Sometimes when I’m working on my laptop in the living room, I want some background noise and so turn on the TV to the Food Network. It’s comforting to type words while having Ina Garten roast vegetables or Giada De Laurentiiss toss some pasta with olive oil.
Sometimes this plan backfires when I hear a recipe that sounds really good or get involved in a show’s premise. That’s how I discovered WORST COOKS IN AMERICA a few years ago.
It seems contradictory to learn new recipes and cooking techniques by watching the people who do it wrong, but one of the most fun shows currently airing on the Food Network is WORST COOKS IN AMERICA.
Season 6 is airing now. I think I’ve watched every season. People arrive thinking Mac and Cheese tastes better with gummie bears added and they end able to cook a real meal.
The setup: Two celebrity chefs teach teams of people who’ve been nominated as a worst cook in America. Anne Burrell has been one of the chefs every season. She’s won four of the five seasons already aired. The other chef has been Bobby Flay, Beau MacMillan, and Robert Irvine. This year’s contender is Tyler Florence.
The contestants (called “recruits” since the whole show has a Boot Camp premise) are introduced, usually by preparing their own “signature” dish for the chef/coaches. Viewers get to know the recruits and invariably, the contestants want to learn to cook better because they want to feed and nurture and care for their loved ones. Men want to cook for their wives or girlfriends. Women want to cook for their husbands and kids. But somehow, they got to this place in their lives without knowing that peanut butter and kidney beans do not make a good casserole.
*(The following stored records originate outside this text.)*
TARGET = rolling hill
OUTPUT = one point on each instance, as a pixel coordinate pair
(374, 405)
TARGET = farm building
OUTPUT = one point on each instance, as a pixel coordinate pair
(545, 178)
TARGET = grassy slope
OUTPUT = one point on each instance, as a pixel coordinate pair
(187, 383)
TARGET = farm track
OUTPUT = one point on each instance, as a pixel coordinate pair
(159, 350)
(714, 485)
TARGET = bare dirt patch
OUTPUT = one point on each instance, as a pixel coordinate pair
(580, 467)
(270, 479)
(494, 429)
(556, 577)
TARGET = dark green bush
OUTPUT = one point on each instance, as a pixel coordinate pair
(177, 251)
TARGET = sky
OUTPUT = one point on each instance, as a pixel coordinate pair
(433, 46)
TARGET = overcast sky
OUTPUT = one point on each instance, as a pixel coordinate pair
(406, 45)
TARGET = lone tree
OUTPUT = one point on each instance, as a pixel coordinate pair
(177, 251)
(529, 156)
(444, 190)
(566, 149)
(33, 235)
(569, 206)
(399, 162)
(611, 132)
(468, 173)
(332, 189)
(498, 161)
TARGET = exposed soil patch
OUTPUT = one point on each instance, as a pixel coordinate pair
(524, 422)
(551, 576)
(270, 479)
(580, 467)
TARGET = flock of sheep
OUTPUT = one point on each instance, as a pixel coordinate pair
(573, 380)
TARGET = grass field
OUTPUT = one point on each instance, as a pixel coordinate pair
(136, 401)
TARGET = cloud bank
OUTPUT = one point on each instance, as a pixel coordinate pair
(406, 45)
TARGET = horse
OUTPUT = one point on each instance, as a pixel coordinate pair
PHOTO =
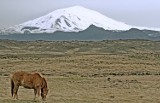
(29, 81)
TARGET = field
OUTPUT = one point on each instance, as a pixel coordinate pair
(119, 71)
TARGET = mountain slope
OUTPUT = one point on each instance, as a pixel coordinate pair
(73, 19)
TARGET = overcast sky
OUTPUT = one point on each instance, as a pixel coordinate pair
(133, 12)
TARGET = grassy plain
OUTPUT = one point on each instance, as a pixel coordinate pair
(120, 71)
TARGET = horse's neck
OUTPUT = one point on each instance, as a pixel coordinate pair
(44, 83)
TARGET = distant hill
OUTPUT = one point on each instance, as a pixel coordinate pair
(92, 33)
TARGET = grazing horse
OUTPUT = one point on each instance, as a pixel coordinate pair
(30, 81)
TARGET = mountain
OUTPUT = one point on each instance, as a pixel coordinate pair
(77, 23)
(91, 33)
(73, 19)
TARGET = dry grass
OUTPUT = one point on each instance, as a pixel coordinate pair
(85, 72)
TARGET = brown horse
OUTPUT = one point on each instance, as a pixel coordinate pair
(30, 81)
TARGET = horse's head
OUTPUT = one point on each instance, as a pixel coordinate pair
(44, 90)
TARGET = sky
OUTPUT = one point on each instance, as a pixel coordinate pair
(134, 12)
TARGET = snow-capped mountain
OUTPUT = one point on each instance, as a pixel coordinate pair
(73, 19)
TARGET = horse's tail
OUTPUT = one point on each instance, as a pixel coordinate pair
(12, 86)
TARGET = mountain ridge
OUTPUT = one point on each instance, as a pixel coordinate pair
(70, 19)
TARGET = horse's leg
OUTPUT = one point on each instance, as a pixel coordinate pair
(38, 92)
(35, 93)
(15, 95)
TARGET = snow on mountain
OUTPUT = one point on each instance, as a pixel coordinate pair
(73, 19)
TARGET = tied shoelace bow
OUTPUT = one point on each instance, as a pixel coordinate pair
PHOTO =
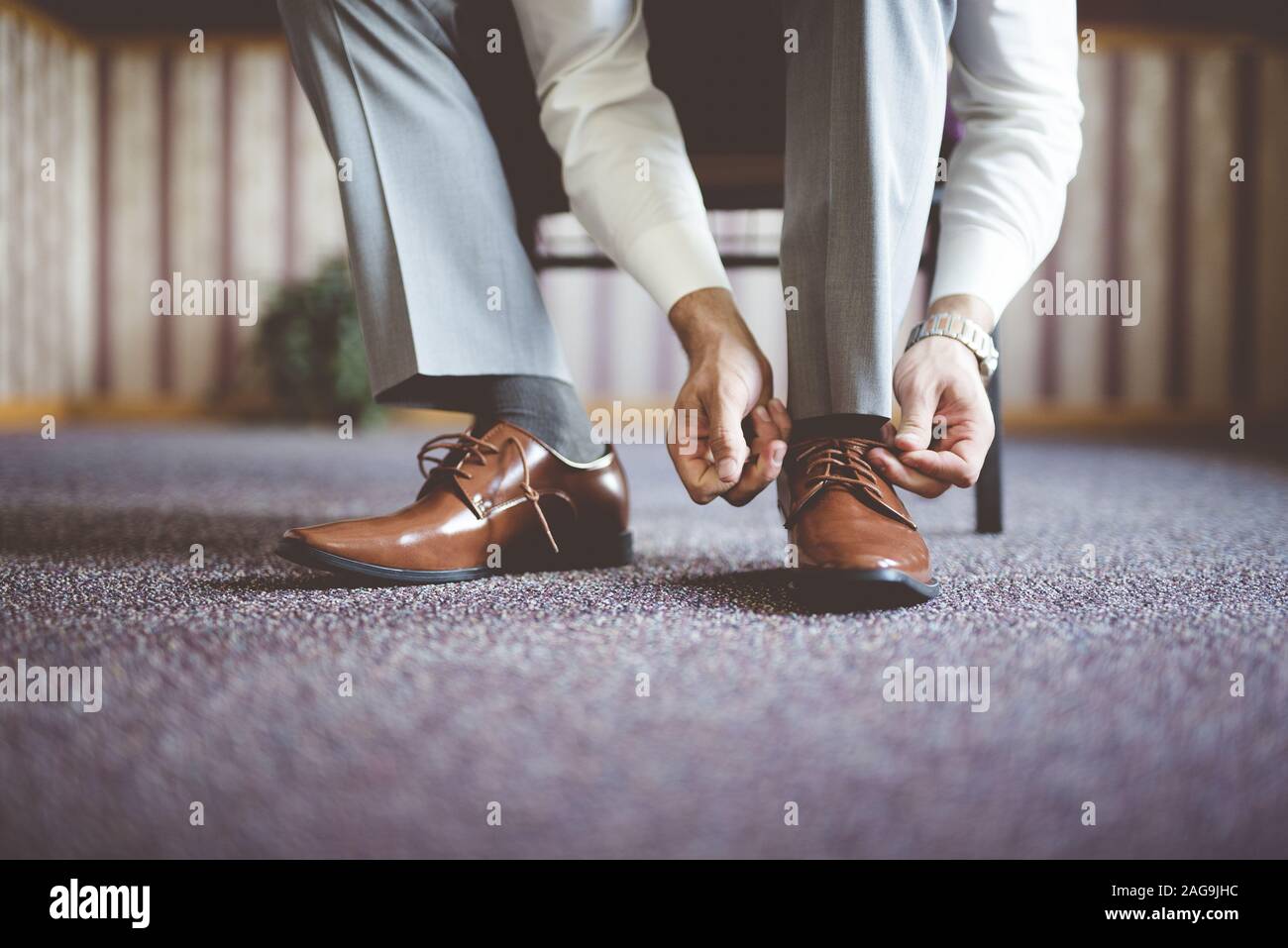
(842, 462)
(465, 449)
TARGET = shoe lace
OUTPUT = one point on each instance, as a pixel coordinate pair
(465, 449)
(840, 462)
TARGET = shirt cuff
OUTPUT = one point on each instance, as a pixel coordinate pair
(982, 263)
(674, 260)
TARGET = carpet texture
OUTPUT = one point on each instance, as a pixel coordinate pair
(1108, 685)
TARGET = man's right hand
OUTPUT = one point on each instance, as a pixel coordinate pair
(729, 378)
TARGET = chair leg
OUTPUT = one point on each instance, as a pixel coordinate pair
(988, 488)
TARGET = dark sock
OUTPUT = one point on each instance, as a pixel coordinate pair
(546, 407)
(838, 427)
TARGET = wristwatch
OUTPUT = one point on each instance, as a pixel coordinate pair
(965, 331)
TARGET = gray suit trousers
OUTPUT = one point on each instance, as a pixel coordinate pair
(864, 117)
(445, 286)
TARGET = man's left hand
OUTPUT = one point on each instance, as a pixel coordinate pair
(945, 425)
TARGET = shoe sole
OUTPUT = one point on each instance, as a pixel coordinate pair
(859, 590)
(618, 553)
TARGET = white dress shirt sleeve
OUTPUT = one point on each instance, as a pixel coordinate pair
(1016, 86)
(625, 168)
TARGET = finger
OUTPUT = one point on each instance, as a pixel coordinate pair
(941, 466)
(918, 417)
(780, 416)
(893, 471)
(697, 473)
(725, 440)
(759, 475)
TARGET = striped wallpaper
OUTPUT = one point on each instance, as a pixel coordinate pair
(213, 165)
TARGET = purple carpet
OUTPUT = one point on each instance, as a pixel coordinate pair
(1146, 677)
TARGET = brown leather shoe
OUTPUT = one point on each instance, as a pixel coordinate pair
(501, 502)
(855, 545)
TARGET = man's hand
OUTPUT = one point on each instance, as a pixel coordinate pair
(945, 425)
(729, 378)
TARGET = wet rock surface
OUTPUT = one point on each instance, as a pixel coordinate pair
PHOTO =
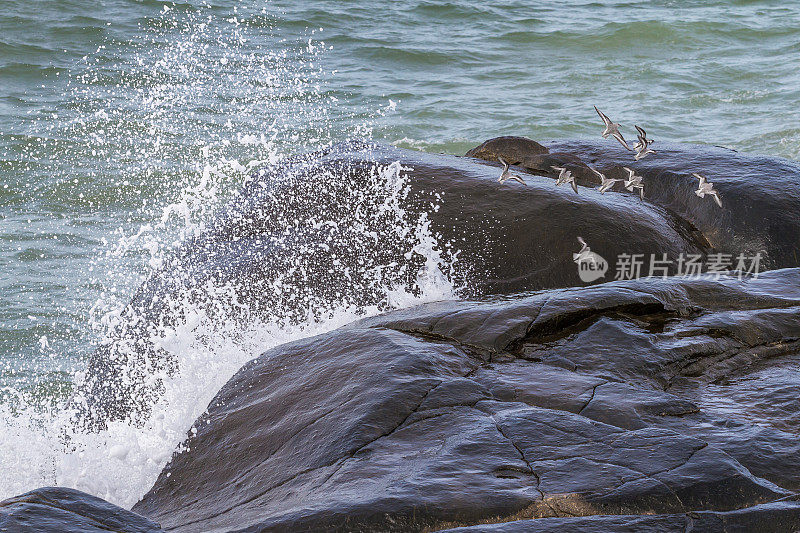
(511, 238)
(622, 406)
(58, 509)
(654, 404)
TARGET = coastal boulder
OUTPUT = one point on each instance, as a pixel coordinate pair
(68, 511)
(643, 402)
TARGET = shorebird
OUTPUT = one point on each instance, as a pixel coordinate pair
(605, 183)
(584, 250)
(705, 188)
(634, 182)
(642, 152)
(506, 175)
(565, 176)
(585, 254)
(612, 128)
(642, 141)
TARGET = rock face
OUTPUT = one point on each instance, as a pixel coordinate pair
(57, 509)
(760, 194)
(659, 405)
(295, 218)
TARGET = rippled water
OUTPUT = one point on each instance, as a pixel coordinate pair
(111, 113)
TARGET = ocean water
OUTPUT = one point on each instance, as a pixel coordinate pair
(124, 124)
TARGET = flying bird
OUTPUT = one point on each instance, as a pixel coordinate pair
(634, 182)
(605, 183)
(706, 188)
(506, 175)
(565, 176)
(612, 129)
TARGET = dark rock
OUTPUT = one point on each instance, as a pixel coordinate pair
(62, 510)
(513, 149)
(778, 517)
(648, 400)
(760, 194)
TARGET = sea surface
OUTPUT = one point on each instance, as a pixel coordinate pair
(124, 123)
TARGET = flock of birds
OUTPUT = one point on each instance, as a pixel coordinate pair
(632, 182)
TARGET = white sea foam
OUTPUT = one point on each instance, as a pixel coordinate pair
(277, 110)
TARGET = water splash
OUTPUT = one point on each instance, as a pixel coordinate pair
(204, 104)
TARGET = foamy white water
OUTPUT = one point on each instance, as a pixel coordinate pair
(276, 107)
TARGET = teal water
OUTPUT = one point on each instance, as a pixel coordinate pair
(137, 117)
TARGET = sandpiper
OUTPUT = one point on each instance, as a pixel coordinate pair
(705, 187)
(612, 128)
(605, 183)
(506, 175)
(642, 152)
(642, 141)
(585, 254)
(565, 176)
(634, 182)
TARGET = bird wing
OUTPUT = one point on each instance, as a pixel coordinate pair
(618, 136)
(606, 120)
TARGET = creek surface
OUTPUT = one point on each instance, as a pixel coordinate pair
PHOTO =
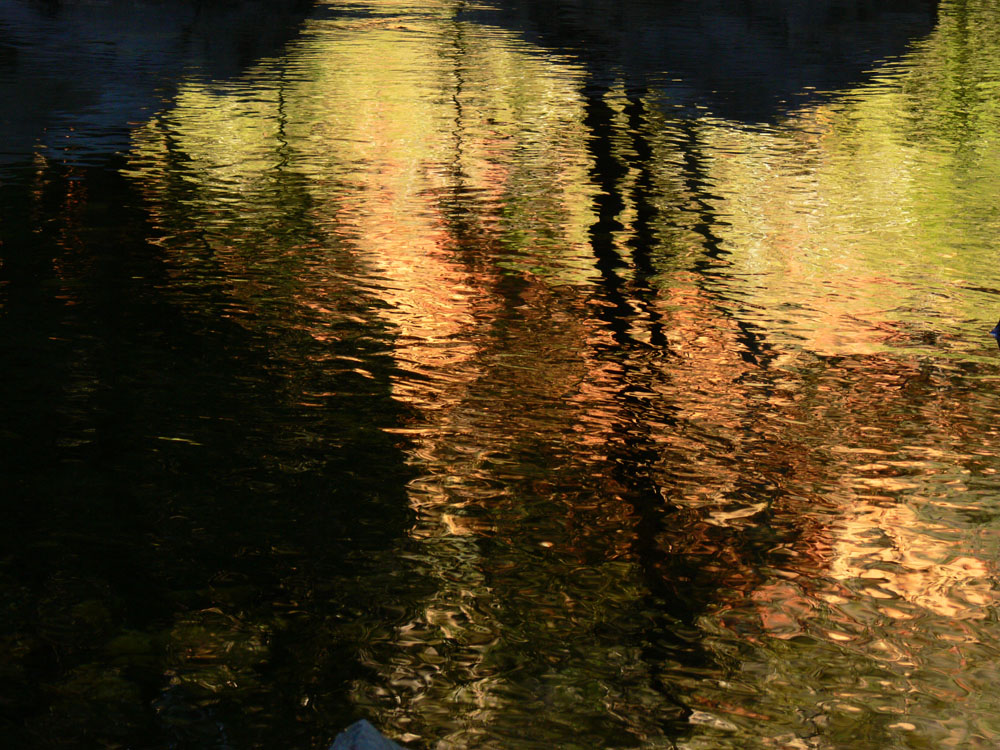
(558, 374)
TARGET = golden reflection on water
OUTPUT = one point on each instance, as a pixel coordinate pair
(822, 457)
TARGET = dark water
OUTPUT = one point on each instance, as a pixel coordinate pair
(514, 375)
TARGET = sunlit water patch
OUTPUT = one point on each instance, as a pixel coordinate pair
(502, 391)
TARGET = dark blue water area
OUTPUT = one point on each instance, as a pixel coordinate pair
(294, 432)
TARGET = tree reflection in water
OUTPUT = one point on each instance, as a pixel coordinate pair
(505, 397)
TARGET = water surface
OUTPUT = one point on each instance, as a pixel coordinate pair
(511, 381)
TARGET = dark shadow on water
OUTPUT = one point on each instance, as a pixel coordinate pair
(742, 61)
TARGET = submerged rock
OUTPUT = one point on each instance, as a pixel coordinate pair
(362, 736)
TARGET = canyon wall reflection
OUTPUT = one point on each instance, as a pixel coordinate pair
(694, 421)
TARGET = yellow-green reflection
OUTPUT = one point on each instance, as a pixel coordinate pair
(769, 378)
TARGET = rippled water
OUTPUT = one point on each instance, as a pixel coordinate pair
(542, 375)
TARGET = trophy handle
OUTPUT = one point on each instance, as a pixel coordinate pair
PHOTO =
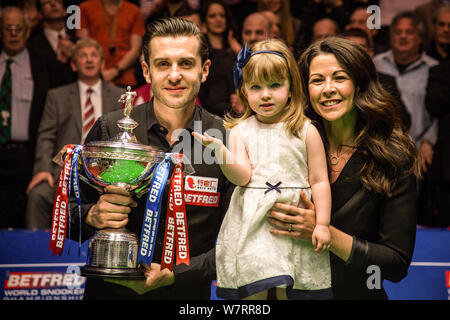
(86, 180)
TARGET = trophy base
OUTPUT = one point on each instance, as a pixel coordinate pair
(112, 273)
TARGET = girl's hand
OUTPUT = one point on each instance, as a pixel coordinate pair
(208, 141)
(300, 221)
(321, 238)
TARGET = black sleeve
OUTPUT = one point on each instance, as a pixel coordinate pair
(202, 267)
(397, 231)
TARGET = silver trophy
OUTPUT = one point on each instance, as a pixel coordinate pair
(124, 162)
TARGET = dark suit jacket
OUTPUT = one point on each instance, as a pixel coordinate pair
(61, 122)
(389, 83)
(437, 104)
(39, 71)
(61, 73)
(383, 228)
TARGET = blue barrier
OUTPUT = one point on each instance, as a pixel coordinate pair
(28, 271)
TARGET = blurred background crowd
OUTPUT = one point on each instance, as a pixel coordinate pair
(58, 76)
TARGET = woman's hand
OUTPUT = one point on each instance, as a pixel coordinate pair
(154, 279)
(292, 221)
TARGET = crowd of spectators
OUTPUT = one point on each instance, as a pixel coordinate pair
(406, 50)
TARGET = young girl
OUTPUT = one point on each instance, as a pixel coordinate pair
(274, 154)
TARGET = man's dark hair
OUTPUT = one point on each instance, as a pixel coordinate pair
(173, 27)
(358, 33)
(416, 21)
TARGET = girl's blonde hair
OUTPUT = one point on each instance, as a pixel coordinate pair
(268, 67)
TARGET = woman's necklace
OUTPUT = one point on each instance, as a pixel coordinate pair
(335, 159)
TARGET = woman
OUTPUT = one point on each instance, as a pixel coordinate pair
(289, 25)
(215, 92)
(373, 166)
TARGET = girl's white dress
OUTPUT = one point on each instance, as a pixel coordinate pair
(250, 259)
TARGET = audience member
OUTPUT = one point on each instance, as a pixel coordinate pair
(215, 92)
(425, 12)
(439, 45)
(32, 15)
(53, 42)
(23, 86)
(118, 26)
(388, 82)
(289, 25)
(407, 62)
(256, 27)
(358, 19)
(168, 8)
(69, 113)
(436, 101)
(275, 25)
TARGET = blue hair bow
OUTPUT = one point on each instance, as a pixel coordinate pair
(244, 55)
(242, 59)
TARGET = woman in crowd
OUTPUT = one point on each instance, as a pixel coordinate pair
(215, 92)
(373, 165)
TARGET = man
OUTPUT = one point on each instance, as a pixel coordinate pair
(64, 121)
(256, 27)
(118, 26)
(410, 66)
(23, 86)
(358, 19)
(439, 46)
(324, 28)
(175, 64)
(275, 25)
(53, 42)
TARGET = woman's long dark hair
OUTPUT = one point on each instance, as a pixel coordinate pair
(381, 137)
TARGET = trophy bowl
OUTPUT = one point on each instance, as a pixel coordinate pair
(129, 165)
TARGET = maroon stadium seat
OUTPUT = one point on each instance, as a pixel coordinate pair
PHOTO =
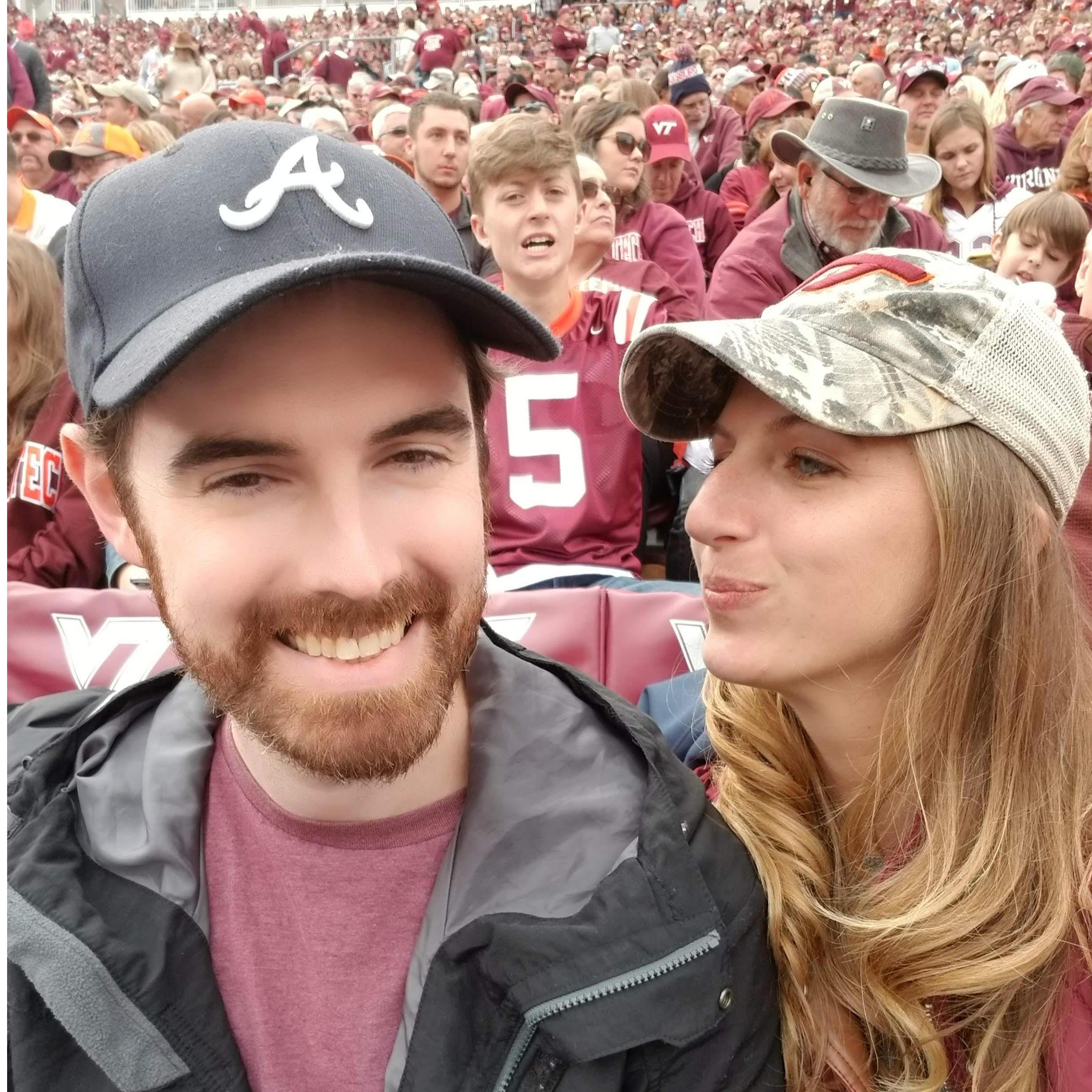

The coaches demonstrate a skill and the recruits have to make a dish using that skill. These are not easy tasks. The contestants get dropped into the hot water at the outset. This year, one of the first dishes they had to make was paella. I’ve never made paella. Well, to be honest, not because I don’t think I’m able, but because I can’t afford the saffron that goes into it.
But anyway, I watch and enjoy this one, it’s not just background noise. And I’ve learned a few things too, about chopping and searing and some of the basics. One contestant … (Season 2 or 3 or 4, I think), decided to go to culinary school after the show.

Everyone who gets washed out is grateful for the things they learned and looking forward to making better meals at home for their loved ones.
It goes to show that we often equate food with love. In the movie Spanglish that was out several years ago, the male lead was a chef played by Adam Sandler and his hard-charging wife was played by Téa Leoni. They have a nanny who has recently arrived from Mexico with her daughter. The chef/father and the nanny develop a friendship as their children and his wife demand various things from them each. Then one night they share a meal. When his wife finds out, she cries and carries on and howls, “Did … did he kiss her?” I thought the writers missed the mark with that line. It should have been, “Did he cook for her?” Not that kisses aren’t important but for a chef he’s going to show his feelings with food.
Something the recruits know even without knowing what is a mandoline and what do you do with it.